I’d hoped to bring along a French-speaking undercover FBI agent to translate, but the bureau hadn’t been able to find anyone qualified. So the Spanish officer did the job. He moved from French to English and English to French with speed and gusto, but also with an unsettling lisp and effeminate voice that belied the tense negotiation. I could imagine the macho FBI agents watching on video in the next room, snickering at the incongruity.
I said, “I don’t want to go to jail either.”
“Yes, we know what is important.”
“So,” I said, hoping to get a confession on tape, “tell me about the robbery.”
Patrick was only happy to.
I ALWAYS TELL rookies that you’ve got to run down every lead. You never know which one will pan out.
Sometimes long shots pay off.
When Laurenz had dropped out of the deal, the agents at the Boston FBI office had thrown up their hands and closed the file. But the Miami division had not given up on Sunny; its agents opened a new investigation, Operation Masterpiece II, and lured Sunny back with the promise of a large cocaine deal.

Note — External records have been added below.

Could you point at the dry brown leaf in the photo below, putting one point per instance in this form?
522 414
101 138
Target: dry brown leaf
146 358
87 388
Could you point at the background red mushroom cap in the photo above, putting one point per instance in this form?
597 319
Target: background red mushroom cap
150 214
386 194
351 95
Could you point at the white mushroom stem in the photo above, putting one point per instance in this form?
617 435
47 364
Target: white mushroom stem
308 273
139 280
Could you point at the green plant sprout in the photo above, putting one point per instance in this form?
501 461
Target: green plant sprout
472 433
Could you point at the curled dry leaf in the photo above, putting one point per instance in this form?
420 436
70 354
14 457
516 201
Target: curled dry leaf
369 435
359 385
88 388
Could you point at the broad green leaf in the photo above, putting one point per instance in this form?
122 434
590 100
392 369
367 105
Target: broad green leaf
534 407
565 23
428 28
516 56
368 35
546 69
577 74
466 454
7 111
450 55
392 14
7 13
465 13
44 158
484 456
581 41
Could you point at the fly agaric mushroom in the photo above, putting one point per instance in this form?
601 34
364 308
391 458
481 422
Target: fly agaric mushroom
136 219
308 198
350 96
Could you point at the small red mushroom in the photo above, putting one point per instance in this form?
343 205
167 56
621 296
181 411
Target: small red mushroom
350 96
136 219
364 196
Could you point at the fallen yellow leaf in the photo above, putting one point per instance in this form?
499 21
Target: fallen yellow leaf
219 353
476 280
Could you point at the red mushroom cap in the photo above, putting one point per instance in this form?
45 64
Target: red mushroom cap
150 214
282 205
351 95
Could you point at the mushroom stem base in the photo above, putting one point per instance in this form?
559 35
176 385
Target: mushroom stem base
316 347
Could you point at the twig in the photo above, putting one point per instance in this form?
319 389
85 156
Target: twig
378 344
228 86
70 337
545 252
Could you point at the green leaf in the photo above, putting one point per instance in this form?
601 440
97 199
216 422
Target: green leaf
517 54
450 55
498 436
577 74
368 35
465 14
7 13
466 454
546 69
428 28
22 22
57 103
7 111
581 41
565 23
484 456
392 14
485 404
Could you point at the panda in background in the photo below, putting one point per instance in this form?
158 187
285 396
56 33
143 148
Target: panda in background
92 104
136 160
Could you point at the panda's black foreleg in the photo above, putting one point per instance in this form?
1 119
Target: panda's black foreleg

Soon, Sunny was calling me again to talk art.
At first, we spoke of the Vermeer and Rembrandt. But he also began to offer a second set of paintings—four works, including a Monet and a Sisley—stolen the previous summer from a museum in Nice. The two sets of paintings were held by different sets of gangsters, Sunny said.
I made it clear that I wanted the Boston paintings, not the Nice paintings. Sunny said I had to buy the Nice paintings first. It was a way to build trust, he said.